第13話 遭遇

 七話目の廃工場は、現在は跡形もなく住宅地となっておりました。そこの住民の方々の事もあり、元々あった道路から確認して、袋小路になっている住宅地には入りませんでした。

 あの頃は、好きな言葉ではありませんが、こんな田舎でも階層社会がありました。

 元々の大地主さん達とその一族。親が田舎ではそれなりに有名な建設業や商店等を経営している階層。官公庁や教員、銀行や鉄道、大手の工場等に勤務しているサラリーマン家庭。これは兼業農家等も多くありました。ほぼこの中に収まるのですが、7話にも登場した様な、一時的に居住する定着しないタイプの方々もいらっしゃいました。

 都会では珍しくないのでしょうが、田舎では、定着しない方は極少数派となります。定着しない方々と言っても、俗に言う転勤族は社宅等があったり、子供もそれなりの教育を受けていて、転勤族の子供の方が教育水準が高い場合もあります。

 問題なのは、親が住所も職業も定着出来ない家の子供達でした。今では児童相談所もありますし、社会的な問題となって、ご近所の目もありますが、昭和40年代の田舎は、今ほど、そういう子供を支援出来る程社会は成熟しておりませんでした。

 その為、一時的な工事の為に、色々な地方から労働力として集められた連中が、次の現場に転勤として移動出来る訳ではなく、臨時雇用や日雇い雇用ですと工事の終了と共に雇用関係も消滅します。

 元請やジョイントベンチャーの企業の職員は、あっという間に次の現場に移動出来ますが、雇用関係が終了しても移動も出来ずに、その土地に残されてしまう家族や独り者の労働者が出てしまうのです。

 まだ移動できる金や能力があるなら、次の現場に一緒に行くのでしょうが、こちらの現場で問題を起こして、雇用契約を解除された方。

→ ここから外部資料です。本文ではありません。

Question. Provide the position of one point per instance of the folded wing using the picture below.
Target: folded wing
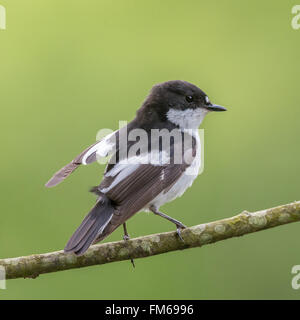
(99, 149)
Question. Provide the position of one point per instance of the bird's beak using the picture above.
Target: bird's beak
(215, 107)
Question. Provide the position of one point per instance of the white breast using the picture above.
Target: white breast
(184, 182)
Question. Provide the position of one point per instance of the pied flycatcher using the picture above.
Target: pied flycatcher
(152, 175)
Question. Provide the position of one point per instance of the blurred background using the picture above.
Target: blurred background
(69, 68)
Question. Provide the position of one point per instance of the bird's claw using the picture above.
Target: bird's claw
(179, 228)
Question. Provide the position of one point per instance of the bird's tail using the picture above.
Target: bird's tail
(91, 227)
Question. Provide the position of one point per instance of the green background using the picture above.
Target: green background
(69, 68)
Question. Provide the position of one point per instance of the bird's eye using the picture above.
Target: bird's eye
(189, 98)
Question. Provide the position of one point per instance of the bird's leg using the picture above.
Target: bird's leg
(178, 224)
(126, 237)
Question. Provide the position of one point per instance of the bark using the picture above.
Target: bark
(196, 236)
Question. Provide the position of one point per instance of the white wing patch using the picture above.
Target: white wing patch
(126, 167)
(102, 148)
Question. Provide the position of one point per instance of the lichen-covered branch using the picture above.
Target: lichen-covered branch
(196, 236)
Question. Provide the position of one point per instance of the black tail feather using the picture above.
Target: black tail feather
(91, 227)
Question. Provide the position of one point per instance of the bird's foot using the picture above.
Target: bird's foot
(126, 237)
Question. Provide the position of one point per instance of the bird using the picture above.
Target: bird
(144, 178)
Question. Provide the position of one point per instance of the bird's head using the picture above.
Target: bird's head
(178, 102)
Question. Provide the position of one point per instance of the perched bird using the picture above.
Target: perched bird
(155, 174)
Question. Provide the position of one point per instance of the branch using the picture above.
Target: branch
(196, 236)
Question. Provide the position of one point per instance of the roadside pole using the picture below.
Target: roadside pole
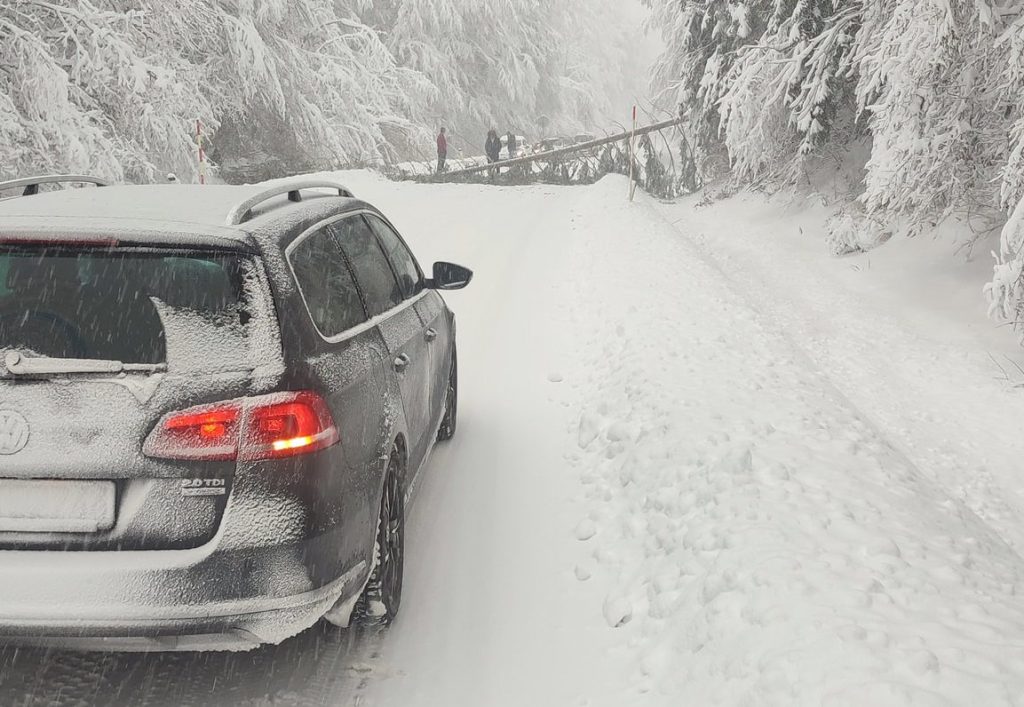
(633, 135)
(202, 152)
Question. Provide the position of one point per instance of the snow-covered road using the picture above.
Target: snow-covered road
(658, 495)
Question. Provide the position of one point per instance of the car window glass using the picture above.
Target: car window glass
(327, 284)
(370, 264)
(410, 277)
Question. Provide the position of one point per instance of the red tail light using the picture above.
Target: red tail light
(272, 426)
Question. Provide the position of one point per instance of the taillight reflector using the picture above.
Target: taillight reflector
(251, 428)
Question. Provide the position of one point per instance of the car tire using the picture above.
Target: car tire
(379, 604)
(451, 419)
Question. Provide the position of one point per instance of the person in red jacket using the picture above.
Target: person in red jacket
(441, 151)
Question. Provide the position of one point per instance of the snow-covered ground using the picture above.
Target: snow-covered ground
(698, 462)
(699, 465)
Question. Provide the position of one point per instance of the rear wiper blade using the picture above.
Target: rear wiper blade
(19, 365)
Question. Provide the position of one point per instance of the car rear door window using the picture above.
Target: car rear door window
(137, 306)
(410, 276)
(327, 284)
(373, 272)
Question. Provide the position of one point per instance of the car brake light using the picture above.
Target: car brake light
(251, 428)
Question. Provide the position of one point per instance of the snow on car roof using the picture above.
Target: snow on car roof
(166, 213)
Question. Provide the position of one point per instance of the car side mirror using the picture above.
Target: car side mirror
(449, 276)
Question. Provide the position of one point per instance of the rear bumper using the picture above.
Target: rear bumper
(170, 600)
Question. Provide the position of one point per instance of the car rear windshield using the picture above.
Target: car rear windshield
(141, 306)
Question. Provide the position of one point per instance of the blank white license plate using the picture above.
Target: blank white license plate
(57, 506)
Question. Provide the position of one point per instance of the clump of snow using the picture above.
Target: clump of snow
(767, 543)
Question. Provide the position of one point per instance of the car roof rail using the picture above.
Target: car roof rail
(30, 185)
(243, 212)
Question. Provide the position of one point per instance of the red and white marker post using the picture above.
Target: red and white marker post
(633, 137)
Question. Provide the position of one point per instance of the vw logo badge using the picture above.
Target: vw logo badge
(13, 432)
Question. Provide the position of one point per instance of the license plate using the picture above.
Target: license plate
(55, 506)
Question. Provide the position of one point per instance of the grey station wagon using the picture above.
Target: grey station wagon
(214, 403)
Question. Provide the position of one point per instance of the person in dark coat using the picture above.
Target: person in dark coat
(493, 148)
(441, 151)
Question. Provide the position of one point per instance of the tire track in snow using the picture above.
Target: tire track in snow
(760, 541)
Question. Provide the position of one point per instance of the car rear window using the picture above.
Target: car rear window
(193, 308)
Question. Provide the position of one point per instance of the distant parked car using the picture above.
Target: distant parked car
(213, 405)
(549, 143)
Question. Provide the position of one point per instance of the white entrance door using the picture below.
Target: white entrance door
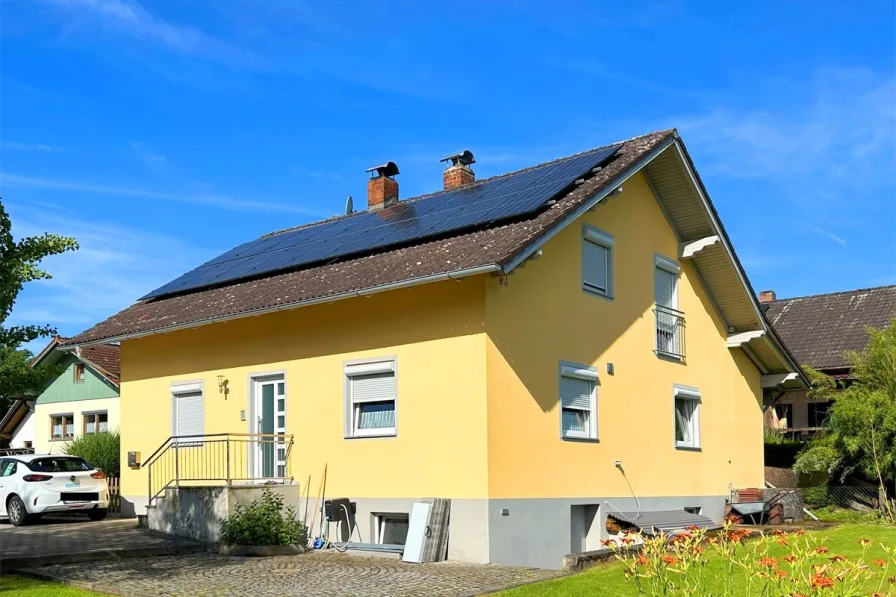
(270, 420)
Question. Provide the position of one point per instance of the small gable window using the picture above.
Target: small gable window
(578, 402)
(597, 262)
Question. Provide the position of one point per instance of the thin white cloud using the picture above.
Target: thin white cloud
(828, 234)
(841, 127)
(130, 18)
(210, 199)
(38, 147)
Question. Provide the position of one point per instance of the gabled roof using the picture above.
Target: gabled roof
(13, 418)
(500, 247)
(104, 358)
(820, 328)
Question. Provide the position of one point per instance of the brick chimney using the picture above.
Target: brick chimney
(458, 172)
(382, 188)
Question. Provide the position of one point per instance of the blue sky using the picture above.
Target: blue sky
(163, 133)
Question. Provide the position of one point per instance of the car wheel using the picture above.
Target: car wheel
(16, 511)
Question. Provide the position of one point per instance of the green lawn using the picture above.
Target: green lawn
(12, 585)
(608, 581)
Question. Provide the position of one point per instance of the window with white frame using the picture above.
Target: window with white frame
(391, 529)
(687, 417)
(370, 398)
(597, 262)
(188, 409)
(96, 422)
(62, 426)
(578, 401)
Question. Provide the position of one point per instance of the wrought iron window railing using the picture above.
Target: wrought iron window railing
(669, 332)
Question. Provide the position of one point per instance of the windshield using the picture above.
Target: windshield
(58, 464)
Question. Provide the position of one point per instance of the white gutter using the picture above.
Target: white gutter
(455, 275)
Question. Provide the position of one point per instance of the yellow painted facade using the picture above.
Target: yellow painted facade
(543, 317)
(43, 413)
(477, 380)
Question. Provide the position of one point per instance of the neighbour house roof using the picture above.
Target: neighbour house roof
(13, 418)
(498, 246)
(104, 358)
(820, 328)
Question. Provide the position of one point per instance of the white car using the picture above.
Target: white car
(34, 484)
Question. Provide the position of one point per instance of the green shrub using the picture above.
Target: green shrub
(264, 522)
(102, 450)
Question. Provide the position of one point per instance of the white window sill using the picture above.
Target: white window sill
(688, 447)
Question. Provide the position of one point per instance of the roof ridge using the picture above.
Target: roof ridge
(474, 184)
(806, 296)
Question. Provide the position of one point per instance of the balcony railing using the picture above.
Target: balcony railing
(218, 459)
(669, 332)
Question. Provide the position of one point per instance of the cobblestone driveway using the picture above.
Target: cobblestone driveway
(311, 575)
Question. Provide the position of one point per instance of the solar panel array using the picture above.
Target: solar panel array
(467, 207)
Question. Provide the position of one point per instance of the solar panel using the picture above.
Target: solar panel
(475, 205)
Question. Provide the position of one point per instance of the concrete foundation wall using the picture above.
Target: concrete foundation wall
(539, 532)
(196, 512)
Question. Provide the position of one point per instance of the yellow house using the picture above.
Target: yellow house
(544, 348)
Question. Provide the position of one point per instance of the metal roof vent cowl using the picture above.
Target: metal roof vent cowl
(458, 172)
(382, 188)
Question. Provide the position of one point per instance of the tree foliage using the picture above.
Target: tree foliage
(19, 263)
(862, 417)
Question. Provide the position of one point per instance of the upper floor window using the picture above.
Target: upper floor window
(597, 262)
(578, 401)
(96, 422)
(370, 398)
(687, 417)
(669, 320)
(62, 427)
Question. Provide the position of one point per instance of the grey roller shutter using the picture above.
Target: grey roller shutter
(664, 288)
(596, 266)
(576, 393)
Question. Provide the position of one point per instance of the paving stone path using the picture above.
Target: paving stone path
(308, 575)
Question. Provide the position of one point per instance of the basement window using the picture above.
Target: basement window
(370, 398)
(391, 529)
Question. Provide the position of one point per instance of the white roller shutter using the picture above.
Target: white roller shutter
(189, 414)
(375, 387)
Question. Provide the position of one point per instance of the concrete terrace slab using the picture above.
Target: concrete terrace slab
(308, 575)
(57, 540)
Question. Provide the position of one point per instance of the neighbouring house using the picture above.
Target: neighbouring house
(544, 348)
(82, 399)
(17, 427)
(820, 330)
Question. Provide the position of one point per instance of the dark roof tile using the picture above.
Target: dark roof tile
(819, 329)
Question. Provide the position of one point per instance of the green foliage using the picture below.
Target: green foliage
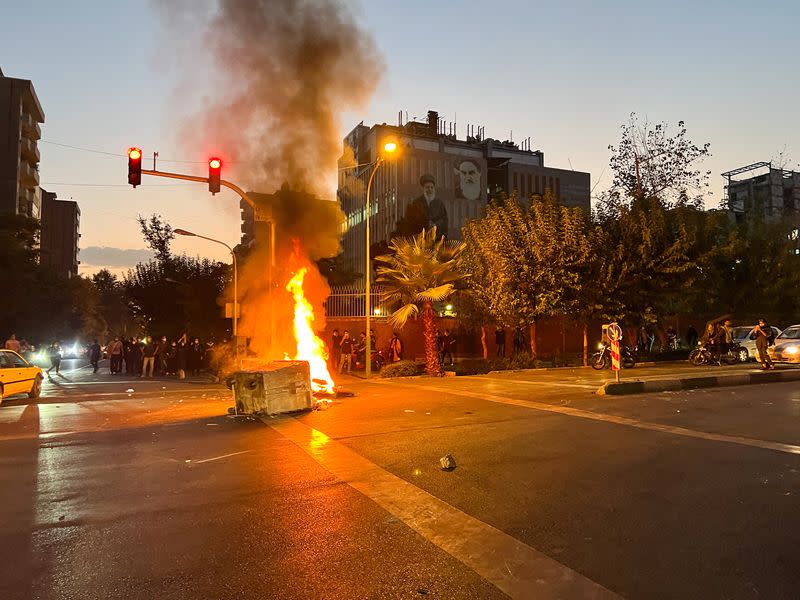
(649, 162)
(403, 368)
(419, 271)
(170, 297)
(158, 234)
(526, 262)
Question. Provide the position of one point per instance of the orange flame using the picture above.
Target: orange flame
(309, 347)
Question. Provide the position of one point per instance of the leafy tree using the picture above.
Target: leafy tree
(178, 295)
(420, 270)
(115, 309)
(158, 234)
(651, 162)
(525, 262)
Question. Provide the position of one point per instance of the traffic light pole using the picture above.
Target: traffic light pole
(243, 195)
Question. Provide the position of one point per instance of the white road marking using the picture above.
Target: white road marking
(582, 386)
(514, 567)
(197, 462)
(594, 416)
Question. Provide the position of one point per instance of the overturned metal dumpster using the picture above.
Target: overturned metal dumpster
(281, 386)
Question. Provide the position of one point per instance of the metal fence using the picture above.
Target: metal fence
(348, 301)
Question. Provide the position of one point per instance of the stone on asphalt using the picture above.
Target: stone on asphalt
(448, 462)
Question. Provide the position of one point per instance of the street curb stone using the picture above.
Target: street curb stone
(623, 388)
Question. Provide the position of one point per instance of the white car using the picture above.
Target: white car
(741, 335)
(18, 376)
(787, 346)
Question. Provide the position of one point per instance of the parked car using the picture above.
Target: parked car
(787, 346)
(747, 347)
(18, 376)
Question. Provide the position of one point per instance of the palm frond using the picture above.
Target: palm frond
(400, 317)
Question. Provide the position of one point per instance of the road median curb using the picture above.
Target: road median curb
(624, 388)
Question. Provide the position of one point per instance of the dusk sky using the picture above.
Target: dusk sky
(567, 74)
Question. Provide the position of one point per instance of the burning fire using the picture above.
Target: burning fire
(309, 347)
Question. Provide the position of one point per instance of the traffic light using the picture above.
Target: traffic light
(214, 171)
(134, 166)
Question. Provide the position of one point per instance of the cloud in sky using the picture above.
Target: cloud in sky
(113, 258)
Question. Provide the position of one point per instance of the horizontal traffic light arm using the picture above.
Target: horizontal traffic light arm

何か障がいがあって解雇された方の中には移動する力もなく、工事現場に残された飯場やプレハブ小屋にそのまま住み着いて、地域住民とトラブルになる事も多々ありました。

 中には、夫婦ともにほぼ文盲であり、夫婦で酒乱で、時々昼間から酒を飲んで路上で大立ち回りとなったり、生活苦からか農家から農産物を盗んだり。と、かなり荒んだ連中が一部残されておりました。

 哀れなのは、そういう家の子供達です。まだ幼い頃は、分け隔てなく一緒に遊んでおりましたが、だんだんと成長してくると、周りの家庭とは明らかに違う事に気づいてきます。


 そういう連中を集めるのが、非行グループの集団です。

 

 私が小学生の頃、よく段差になって、他から見えにくい農業用水路の陰とか、深い森の中に、俗に言うエロ本とビニール袋に入った黄色い接着剤の袋が散乱している何処が何ヶ所かありました。

 その場所には嘔吐の跡や何やら不潔な置き土産もあって、大変不衛生で子供達は、見つけると近づかない事にしておりました。黄色い接着剤から漏れるシンナー臭と排泄物の臭いが凄まじく、折角の森の空気を台無しにしておりました。

 

 森を通りかかった時に何度も、中学生か高校生位の連中が接着剤の入った袋を口に充てて、集団で吸い込んでいた所に遭遇した事がありました。

 こちらはまだ小学生で、子供用の小さな自転車で通過するだけなので、絡まれたり、何かされたという事はありませんでしたが、皆こちらを見た時の目が皆座っている。とでも表現したら良いのでしょうか。今風に言えばゾンビとでも言うのか、当時はそんな言葉もなかったので、物凄く恐ろしい物を見てしまった。と思っておりました。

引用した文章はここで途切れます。